Processed message is visible again in SQS queue¶
Visibility timeout addresses the same SQS message again in case the software that started to process this message is not able to finish the processing or shutdown gracefully. When the processing time for a single batch takes more than the visibility timeout defined for related SQS messages, it becomes visible in the queue again and other jobs can re-ingest the same data. This results in event duplication in the indexer. To mitigate this:
- When you configure the Splunk Add-on for CloudStrike, set the visibility timeout to six hours by default. This value is sufficient to ingest big event batches (300-400 files up to 20MB each) which is specific to heavy-loaded environments with around 10TB of raw event data per day.
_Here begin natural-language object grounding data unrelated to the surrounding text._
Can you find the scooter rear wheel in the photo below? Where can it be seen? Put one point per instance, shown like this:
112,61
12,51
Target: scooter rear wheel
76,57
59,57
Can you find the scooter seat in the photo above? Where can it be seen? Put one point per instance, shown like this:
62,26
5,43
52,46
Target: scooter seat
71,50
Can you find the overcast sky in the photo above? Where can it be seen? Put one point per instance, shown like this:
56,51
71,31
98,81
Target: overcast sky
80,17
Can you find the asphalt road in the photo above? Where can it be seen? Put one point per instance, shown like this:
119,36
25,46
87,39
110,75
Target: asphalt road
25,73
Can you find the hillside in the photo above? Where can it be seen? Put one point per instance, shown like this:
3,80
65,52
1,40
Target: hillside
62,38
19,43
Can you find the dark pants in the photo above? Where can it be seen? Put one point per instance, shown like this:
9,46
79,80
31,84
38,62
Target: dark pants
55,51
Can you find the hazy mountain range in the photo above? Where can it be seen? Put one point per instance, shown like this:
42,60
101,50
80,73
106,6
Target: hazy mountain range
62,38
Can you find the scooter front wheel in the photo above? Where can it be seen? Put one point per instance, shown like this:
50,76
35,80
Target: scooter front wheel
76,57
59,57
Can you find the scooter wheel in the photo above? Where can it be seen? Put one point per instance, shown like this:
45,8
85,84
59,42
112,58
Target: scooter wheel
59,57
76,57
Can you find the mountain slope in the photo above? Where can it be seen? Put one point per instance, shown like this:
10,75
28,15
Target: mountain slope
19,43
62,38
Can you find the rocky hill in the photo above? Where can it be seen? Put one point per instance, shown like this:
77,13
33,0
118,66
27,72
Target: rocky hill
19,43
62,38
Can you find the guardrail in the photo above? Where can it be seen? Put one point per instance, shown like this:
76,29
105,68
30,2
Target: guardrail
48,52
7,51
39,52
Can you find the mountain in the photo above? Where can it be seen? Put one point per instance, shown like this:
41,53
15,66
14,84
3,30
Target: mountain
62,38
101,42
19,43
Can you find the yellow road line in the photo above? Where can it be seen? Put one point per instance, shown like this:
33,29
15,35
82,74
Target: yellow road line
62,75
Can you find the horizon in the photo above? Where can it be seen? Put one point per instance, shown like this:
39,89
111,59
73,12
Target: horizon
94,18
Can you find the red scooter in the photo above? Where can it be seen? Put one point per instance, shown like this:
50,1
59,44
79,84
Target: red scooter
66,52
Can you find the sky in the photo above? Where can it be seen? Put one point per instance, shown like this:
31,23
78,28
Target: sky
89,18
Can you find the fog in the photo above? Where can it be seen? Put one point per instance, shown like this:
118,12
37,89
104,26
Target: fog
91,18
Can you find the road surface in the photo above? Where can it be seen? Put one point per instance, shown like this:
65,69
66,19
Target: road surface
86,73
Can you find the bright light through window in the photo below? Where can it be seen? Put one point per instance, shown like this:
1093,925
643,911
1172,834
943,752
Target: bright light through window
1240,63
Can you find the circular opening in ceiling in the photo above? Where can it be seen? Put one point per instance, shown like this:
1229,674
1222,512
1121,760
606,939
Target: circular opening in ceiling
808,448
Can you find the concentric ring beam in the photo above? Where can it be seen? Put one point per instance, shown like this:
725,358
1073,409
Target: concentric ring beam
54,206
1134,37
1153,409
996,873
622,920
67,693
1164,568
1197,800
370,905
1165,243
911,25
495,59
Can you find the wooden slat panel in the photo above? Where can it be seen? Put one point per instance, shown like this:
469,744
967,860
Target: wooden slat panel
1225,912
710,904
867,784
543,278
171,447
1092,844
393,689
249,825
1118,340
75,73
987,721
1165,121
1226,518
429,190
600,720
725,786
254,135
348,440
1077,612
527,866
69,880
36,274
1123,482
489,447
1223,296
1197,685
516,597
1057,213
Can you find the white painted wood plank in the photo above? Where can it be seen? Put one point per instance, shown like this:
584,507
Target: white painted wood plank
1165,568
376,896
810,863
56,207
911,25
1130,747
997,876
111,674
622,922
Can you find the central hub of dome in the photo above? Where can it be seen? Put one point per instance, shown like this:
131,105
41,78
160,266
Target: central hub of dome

If your environment has different amounts of raw event data per day, figure out the biggest batch and change visibility timeout proportionally. Maximum allowed value is 12 hours, minimum value is five minutes). Decreasing visibility timeout will make the SQS message return to the SQS queue faster and have more opportunity to be processed until it expires and is removed from queue permanently
- Scale out data collection horizontally by adding additional heavy forwarders (HF)/IDM and use less inputs for each HF/IDM.
Visibility timeout troubleshooting¶
The Splunk Add-on for CrowdStrike FDR logs information to help you determine if selected visibility timeout is adequate for your environment. To mitigate:
- Run the search:
index="_internal" sourcetype="crowdstrike_fdr_ta*" "BATCH processing summary:"
to see time taken to ingest event batches. You will see messages like
this:
2022-11-16 08:37:59,814 INFO pid=2228 tid=Thread-2 file=sqs_manager.py:finalize_batch_process:129 | BATCH processing summary: cs_input_stanza=sqs_based_manager://cs_feed1_sqs_man, cs_batch_time_taken=30.982, cs_batch_bucket=cs-prod-cannon-076270a656259f84-c33a6429, cs_batch_path=data/942fae26-bc6d-42cb-ae14-9e1eb84f761e, cs_batch_error_count=0
.
This tells you how much time, in seconds, it takes to process one event
batch. Run this search with sufficient time frame selected, you can
select “All time”, or find the largest ingest time taken and update the
visibility timeout setting an equal or larger size. This will improve
the likelihood that all future event batches will be processed within
visibility timeout.
- If the add-on finishes processing an event file after visibility
timeout has expired, it logs a warning message like this:
ALERT: data/d811c19e-7729-4c9b-abb8-357d539aa4a0/part-00018.gz ingested 233.720 seconds after SQS message visibility timeout expiration
. Run the following search to see these messages:
index="_internal" sourcetype="crowdstrike_fdr_ta*" "seconds after SQS message visibility timeout expiration"
Use this maximum value to adjust input visibility time. Consider
creating a Splunk alert based on this log message to receive alerts
about visibility timeout.
Verify that there is no other process consuming SQS notifications from the CrowdStrike queue¶
Make sure that no other process is reading and deleting SQS
notifications from the SQS queue used for ingesting CrowdStrike events
to Splunk index. If another process is running, SQS notifications
received by it will never reach ingesting modular inputs and so a
significant portion of events collected during 7-10 minutes will never
be ingested and indexed. A process can run on any host in the world
capable of connecting to the CrowdStrike feed dedicated AWS SQS queue,
so it can be hard to catch. Some noticeable symptoms of such a process
starting to work include: Frequency of received SQS messages decreases,
Amount of ingested CrowdStrike data decreases which in turn decreases
Splunk license usage. To help identify any process running, a new
monitoring modular input has been added to version 1.3.0, called
Crowdstrike FDR S3 bucket monitor
. This modular input is optional and
can be used only when monitoring is required. This modular input reads
all available CrowdStrike resources at the event feed dedicated S3
bucket and logs the findings. These logs can be found by running the
following search:
index=_internal sourcetype=crowdstrike_fdr_ta* "FDR S3 bucket monitor, new event file detected:"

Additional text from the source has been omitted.